Kodu, the kid-friendly programming language for creating video games, was developed by Microsoft Research’s Future Social Experiences (FUSE) Labs and has been downloaded more than 100,000 times since it was introduced 15 months ago.
Gibson said even if schools don’t have computer programming classes, Kodu is free to download and easy enough to use that students can still be practicing basic programming and problem-solving skills through the game.
Jacen Sherman, 15, knows he’s lucky to attend a school that offers a computer programming class. The Silver Spring, Maryland, teen won first prize for his game Vortex. Inspired by his design technology solutions class and encouraged by his teacher, Sherman said he has “mixed thoughts” about his future – he’s considering both a career in technology education, and one in robotics (because he likes the programming language Java).
His game opens on a world under nuclear attack and, while humanity has found a way to “upload” itself to a virtual world and launch into space to avoid extinction, one of the creators of this virtual world wasn’t able to make it into the virtual world on time. Out of anger, she unleashed a virus – Vira X – which the player must defeat. Sherman was inspired both by the programming experience, and by the movie Tron.
“Originally I wanted to compete in the Imagine Cup, but I’m not old enough yet, so I wanted to get my feet wet and see what it was like to create a full-fledged game,” Sherman said. “I started playing around and found that Kodu is pretty cool to program in, and it’s a really nice language, so I decided to make a game for it.”
Gibson said from the beginning, Vortex’s innovative 3-D menu system “let us know we were in for a treat.”
On one hand you say, ‘Hey, they’re kids, you expect a lot of imagination.’ But when you see the depth of gameplay and the richness of the stories they created, I think many of these kids could be on their way to being world-class game designers.
Brad Gibson, senior program manager of Microsoft Research’s Future Social Experiences (FUSE) Labs,
“Vortex is beautiful to look at, and the story line was also very compelling, with the spirit of ancient legendary heroes giving you their powers to help you defeat the evil Vira X, saving the villages and people of your world,” Gibson said.

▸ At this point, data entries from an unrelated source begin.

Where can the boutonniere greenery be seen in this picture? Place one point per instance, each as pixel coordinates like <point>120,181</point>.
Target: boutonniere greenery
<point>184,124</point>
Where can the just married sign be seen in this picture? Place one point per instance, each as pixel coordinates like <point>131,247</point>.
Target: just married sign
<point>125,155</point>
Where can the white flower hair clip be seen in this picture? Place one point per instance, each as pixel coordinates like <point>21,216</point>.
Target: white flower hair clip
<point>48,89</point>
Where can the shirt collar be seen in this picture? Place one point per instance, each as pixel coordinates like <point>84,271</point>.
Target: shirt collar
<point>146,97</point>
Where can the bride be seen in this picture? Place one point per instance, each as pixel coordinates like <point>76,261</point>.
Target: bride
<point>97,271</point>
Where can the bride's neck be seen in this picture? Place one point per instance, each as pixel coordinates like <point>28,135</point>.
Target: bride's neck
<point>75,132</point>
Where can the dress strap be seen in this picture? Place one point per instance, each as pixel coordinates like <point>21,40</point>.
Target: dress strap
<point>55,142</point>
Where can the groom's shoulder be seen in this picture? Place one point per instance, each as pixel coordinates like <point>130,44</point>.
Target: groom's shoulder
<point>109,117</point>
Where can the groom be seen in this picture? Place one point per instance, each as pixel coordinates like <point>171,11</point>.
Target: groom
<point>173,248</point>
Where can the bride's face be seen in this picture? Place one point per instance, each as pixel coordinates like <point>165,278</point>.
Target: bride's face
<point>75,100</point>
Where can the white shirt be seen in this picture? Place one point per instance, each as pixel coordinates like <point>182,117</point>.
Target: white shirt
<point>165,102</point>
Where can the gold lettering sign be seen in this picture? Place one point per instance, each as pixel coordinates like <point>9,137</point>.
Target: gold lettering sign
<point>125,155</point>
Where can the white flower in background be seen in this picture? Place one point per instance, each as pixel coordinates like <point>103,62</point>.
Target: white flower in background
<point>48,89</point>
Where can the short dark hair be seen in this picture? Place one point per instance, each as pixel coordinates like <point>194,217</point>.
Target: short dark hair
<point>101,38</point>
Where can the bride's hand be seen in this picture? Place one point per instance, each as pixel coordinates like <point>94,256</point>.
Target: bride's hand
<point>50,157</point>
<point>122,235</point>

David Gardiner, 9, draws comics about aliens. When his teacher urged him to compete in the Kodu Cup, he decided he’d make a video game about them too.
His game, Gibson said, is both “delightfully whimsical” and jarring. “You can’t sit around and look at the scenery in Alien Attack — with blips and missiles incoming from almost the moment you start the game, you have to keep moving to survive.”
Gardiner said finding out he’d won first place for Alien Attack was “unbelievable.”
“It was the entire United States that was competing,” he said. “When I found out I just won I couldn’t believe it at all. It was really exciting and we had a big barbecue to celebrate it.”
Gardiner tested his game on his younger sister and brother, ages 5 and 7, and plans to continue using Kodu to make “mini games” for them. He also wants to compete again next year.
“I think people should know that it’s a very fun way to experience how to make a video game. It’s not that easy to make a video game, it takes a very long process. It can teach them the different ideas that can go into a game,” Gardiner said. “I’d like to thank my family, my computer teacher, my principal and everybody that helped me. Without them it wouldn’t have been possible.”
Hannah Wyman was similarly thrilled, and as a grand prize winner also received a trip to New York City for the Microsoft Imagine Cup. She’s never been.
“I don’t really know what it’s like, but I know it’s going to be a lot of fun. It’s very exciting,” Wyman said.